ABSTRACT Congenital H-Type tracheoesophageal fistulae (H-Type TEF) and recurrent fistulae after primary repair of esophageal atresia represent a difficult problem in diagnosis and management. The treatment traditionally involved an open technique via a cervical or thoracic route, approaches with high morbidity and mortality rates of up to 50%. Endoscopic closure of fistulae has been reported with various techniques such as tissue adhesives, electrocautery, sclerosants and laser. However, the published case series contain a small number of patients with usually short-term follow-up. The aim of this paper is to present the experience of a decade at Toronto's Hospital for Sick Children, using diathermy and histoacryl tissue adhesive and discuss the indications and limitations of this technique.

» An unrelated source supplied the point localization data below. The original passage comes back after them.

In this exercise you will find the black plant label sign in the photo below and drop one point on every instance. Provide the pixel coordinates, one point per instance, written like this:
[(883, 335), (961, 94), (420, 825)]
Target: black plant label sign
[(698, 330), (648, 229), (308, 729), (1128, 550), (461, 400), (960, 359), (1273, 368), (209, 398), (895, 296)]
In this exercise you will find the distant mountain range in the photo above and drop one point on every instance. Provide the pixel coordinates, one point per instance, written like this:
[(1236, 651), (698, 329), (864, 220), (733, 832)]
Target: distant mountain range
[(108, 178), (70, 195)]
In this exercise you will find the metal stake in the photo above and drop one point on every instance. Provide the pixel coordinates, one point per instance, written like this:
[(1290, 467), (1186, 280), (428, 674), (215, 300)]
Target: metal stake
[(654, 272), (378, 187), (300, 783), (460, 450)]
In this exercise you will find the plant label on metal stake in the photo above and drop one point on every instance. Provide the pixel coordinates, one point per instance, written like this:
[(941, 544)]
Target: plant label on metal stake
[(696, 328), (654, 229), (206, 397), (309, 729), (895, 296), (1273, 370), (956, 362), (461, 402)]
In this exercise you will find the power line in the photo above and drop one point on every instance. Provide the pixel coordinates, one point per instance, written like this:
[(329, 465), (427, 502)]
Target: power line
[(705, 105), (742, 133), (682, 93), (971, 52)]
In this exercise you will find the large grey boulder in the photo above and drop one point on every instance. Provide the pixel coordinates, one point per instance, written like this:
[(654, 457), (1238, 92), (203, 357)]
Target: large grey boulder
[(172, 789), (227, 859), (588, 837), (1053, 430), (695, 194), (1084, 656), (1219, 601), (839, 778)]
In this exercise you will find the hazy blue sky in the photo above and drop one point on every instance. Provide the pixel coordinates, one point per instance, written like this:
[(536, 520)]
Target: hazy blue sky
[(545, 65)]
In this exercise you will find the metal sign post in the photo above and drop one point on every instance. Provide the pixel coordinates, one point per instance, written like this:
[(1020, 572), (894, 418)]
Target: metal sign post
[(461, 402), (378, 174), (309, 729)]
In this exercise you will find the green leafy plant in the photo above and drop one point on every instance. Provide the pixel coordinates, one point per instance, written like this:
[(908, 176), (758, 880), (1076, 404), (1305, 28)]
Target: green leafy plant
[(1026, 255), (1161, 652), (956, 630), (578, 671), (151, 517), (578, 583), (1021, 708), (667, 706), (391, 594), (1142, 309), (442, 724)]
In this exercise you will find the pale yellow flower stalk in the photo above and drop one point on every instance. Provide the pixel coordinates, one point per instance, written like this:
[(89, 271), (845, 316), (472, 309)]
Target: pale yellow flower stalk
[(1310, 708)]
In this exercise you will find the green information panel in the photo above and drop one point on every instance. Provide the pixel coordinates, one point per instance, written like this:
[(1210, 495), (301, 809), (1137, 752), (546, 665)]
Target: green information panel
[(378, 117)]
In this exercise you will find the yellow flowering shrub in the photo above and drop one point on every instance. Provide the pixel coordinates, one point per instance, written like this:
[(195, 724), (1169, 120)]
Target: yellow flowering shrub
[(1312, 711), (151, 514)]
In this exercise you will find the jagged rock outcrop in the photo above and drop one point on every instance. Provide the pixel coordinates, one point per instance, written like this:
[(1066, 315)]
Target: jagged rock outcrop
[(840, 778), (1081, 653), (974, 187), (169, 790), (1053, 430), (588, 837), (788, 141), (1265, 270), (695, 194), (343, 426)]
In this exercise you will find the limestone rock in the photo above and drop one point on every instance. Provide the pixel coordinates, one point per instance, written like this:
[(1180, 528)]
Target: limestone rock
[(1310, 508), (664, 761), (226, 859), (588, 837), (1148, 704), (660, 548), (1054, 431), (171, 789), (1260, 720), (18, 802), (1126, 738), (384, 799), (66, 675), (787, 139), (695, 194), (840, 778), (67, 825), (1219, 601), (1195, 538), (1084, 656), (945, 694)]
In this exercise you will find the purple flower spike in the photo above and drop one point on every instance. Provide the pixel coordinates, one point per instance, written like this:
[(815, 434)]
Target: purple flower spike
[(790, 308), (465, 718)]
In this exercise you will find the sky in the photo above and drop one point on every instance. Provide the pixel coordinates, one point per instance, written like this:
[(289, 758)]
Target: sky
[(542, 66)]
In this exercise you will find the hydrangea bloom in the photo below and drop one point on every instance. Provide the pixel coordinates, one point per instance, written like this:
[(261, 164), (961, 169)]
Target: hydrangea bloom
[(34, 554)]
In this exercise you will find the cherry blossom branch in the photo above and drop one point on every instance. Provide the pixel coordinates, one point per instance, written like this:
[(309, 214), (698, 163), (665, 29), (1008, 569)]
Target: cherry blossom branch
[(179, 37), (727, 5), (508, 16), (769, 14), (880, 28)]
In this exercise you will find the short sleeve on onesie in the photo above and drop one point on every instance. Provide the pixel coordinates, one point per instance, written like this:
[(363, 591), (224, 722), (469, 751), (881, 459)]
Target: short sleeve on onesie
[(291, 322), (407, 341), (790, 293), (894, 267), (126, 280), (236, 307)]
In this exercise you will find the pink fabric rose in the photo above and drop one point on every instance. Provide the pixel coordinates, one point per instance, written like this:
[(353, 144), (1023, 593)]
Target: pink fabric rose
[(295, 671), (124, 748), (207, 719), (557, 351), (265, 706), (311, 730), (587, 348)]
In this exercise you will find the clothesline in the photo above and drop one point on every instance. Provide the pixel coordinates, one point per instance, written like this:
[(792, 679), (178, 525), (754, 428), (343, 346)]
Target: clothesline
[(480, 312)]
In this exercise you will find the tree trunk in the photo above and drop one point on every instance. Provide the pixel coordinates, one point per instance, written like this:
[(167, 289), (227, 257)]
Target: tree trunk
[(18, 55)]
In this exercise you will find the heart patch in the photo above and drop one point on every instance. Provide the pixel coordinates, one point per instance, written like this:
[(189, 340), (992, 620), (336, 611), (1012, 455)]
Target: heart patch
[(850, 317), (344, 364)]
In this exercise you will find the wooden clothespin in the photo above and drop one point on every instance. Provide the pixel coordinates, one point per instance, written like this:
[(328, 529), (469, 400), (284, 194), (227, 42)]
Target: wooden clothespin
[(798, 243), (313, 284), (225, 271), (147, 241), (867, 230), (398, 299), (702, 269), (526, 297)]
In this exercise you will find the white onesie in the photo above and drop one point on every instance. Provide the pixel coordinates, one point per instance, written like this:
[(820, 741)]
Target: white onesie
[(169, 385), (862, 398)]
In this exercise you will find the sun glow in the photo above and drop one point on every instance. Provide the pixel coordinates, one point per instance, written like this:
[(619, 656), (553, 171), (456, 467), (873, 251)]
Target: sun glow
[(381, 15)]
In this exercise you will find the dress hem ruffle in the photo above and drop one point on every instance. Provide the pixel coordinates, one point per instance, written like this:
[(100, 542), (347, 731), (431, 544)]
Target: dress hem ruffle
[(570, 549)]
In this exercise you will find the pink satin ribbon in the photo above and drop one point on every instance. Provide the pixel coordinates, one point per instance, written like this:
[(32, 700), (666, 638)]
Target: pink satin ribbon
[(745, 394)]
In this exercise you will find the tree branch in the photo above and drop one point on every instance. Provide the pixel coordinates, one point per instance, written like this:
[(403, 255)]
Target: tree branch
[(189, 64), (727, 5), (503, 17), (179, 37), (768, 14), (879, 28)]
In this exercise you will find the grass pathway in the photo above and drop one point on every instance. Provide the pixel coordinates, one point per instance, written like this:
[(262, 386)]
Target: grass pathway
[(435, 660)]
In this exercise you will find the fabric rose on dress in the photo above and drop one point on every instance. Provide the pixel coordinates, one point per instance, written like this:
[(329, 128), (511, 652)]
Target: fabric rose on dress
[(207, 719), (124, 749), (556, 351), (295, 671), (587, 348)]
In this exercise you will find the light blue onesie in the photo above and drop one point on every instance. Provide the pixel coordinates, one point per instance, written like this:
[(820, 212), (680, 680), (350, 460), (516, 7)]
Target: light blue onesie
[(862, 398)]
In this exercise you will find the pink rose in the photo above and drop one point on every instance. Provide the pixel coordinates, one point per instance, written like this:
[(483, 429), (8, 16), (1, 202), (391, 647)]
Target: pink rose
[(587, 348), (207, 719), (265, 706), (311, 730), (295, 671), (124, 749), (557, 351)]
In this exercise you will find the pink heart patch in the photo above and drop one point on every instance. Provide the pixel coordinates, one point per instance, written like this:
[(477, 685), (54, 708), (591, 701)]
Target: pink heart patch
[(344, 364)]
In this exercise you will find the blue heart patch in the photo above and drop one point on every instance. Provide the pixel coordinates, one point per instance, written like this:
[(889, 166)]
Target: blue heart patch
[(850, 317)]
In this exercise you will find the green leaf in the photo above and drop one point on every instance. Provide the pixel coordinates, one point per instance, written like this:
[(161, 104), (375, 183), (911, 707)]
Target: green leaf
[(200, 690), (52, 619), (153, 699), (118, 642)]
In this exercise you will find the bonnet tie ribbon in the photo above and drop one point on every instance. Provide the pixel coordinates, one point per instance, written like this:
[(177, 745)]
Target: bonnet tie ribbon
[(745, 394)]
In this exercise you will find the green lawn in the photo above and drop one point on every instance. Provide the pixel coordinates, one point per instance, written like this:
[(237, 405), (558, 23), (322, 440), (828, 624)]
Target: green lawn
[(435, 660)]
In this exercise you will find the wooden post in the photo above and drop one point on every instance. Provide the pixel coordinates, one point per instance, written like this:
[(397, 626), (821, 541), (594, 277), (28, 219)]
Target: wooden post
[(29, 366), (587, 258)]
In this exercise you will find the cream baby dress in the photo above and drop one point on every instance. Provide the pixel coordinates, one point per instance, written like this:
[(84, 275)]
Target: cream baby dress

Since 1995, 192 patients have been managed in this institution with tracheoesophageal fistulae of which 10 patients have been treated endoscopically. The fistulae were both of H-Type and recurrent tracheoesophageal fistulae following surgery for esophageal atresia and fistula division. One fistula occurred following trauma. The procedure was undertaken under general anesthesia in the image guided therapy suite under fluoroscopic control. Flexible ball electrocautery and injection of histoacryl glue were used either on their own or in combination.
Fistula closure was achieved in 9 out of 10 fistulae. Four patients had a second endoscopic procedure. No major respiratory or other complications were encountered in association with the procedure. Follow-up has been between 3 months and 9 years.
We conclude, endoscopic treatment of tracheoesophageal fistulae with electrocautery and histoacryl glue has been a safe and successful technique of managing H-Type and recurrent tracheoesophageal fistulae. In this paper, we discuss the indications and the surgical steps of the procedure. We highlight that diathermy should be carefully controlled and applied preferably in the small non-patulous fistulae. A fistula that has not closed after two endoscopic attempts is not suitable for further endoscopic treatment and therefore an external approach should be recommended.